What rules for survival have you learned? We have a couple mottoes when we're on tour. One is "When in doubt, freak out!" [Laughs] The one big thing that we all had to work on, myself especially, is communication—if that falls apart, it all starts to come unraveled. If you're having a problem with someone, try to talk it out, because if you don't, it's just gonna fester for the entire tour. We used to have this hat that said, "I usually wake up grumpy, but I let her sleep in this morning," but we crossed everything out so that it just said "grumpy." So if you were in a shitty mood, you would get in the van and put on the grumpy hat, and that let everyone know: "Okay, just steer clear of him today, he's got the grumpy hat on [laughs]." Ultimately it's just kind of a sociological experiment. You're just driving around the world with six dudes in a mobile studio apartment, so you have those days where you think, "If he rolls down that window one more time, I'm gonna punch him in the face."
Can you think of a quagmire you helped the band get out of? Every day [laughs]. One time we rolled the van over twice coming down I-5 from a show in Seattle. But everyone was alive, and we thought, should we cancel the tour? But then we decided no. What, are we just gonna sit around and freak out about how we almost died?
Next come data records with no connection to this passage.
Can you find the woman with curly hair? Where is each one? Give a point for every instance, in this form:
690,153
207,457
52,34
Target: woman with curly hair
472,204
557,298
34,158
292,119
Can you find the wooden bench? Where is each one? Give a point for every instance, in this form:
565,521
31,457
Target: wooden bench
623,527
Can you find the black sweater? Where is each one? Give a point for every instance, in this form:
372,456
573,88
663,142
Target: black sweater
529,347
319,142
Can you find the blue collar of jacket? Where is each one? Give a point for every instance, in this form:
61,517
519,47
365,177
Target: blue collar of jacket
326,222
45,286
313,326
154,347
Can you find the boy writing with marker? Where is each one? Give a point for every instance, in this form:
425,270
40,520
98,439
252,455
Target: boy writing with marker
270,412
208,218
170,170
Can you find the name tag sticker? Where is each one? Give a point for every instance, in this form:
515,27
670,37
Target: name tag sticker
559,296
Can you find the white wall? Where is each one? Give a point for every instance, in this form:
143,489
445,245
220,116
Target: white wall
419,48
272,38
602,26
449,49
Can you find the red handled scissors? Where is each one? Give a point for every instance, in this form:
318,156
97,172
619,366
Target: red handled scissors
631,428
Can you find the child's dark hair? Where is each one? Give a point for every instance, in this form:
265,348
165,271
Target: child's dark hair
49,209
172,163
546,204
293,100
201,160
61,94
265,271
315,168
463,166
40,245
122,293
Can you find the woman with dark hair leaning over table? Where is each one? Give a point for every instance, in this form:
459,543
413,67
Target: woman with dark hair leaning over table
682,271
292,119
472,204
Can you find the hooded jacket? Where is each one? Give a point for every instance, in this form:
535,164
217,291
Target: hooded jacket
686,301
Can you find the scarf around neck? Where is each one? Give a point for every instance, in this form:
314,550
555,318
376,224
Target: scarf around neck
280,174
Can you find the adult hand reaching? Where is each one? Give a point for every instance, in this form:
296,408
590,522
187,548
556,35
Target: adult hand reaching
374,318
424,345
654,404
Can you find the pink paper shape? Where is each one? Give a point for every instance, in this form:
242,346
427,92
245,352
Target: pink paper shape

We gotta just keep moving. So we needed a new van. I called my buddy Mark and said, "Hey are you using your van?" He said, "No, not really, why?" I told him, and he said, "No, man, go ahead." The next day we had a new van, and we ended up finishing the tour in a borrowed van. That was lucky, because we couldn't afford to rent a van at that point. That would have crushed us.
For me, it’s just picking up the pieces of every day—there’s always something where it’s like “Okay, well now we’ve gotta solve this problem.” I try not to dwell on anything. My mom used to say, “If you’re looking behind you, you’re gonna trip on whatever’s in front of you.”
Even on this upcoming tour, the logistics of shipping the gear overseas and then getting it back here—it’s stuff I don’t even think of as a problem anymore. It’s part of the job. It’s like if you work at a bar: “Somebody barfed in the toilet again. Better go clean it up! It’s part of the job.” [Laughs]
If you could impart any wisdom to the road managers of tomorrow, what would it be? I always think of the road manager in Spinal Tap, Ian, when he's like, "There's no sex and drugs for Ian." [After which he follows up with "Do you know what I do? I find lost luggage."] It's a job. You're crew. The band can sleep in the van all day and then wake up for sound check and then go back to sleep. If you're doing anything that requires you to be on the road [as part of the crew], you've got a 12- or 13-hour day in front of you. Just don't think, "Oh, I'm gonna be a rock star, too." 'Cause it doesn't really work that way, but still it's an amazing job. I remember getting my passport, just staring at the pages, hoping I could get a stamp. Then last year I had to get pages added to it because there was no room left for any more.
* Interestingly, Richard Cole was then sent to Italy for rehab, where he was summarily mistaken for a member of Italian left-wing terror group the Red Brigades after they bombed a railway station, and was jailed for six months. “I’d been in Italy for only a little bit, but I had already gotten quite a nice tan and had a big beard,” he told Vice recently. “I fit the description.”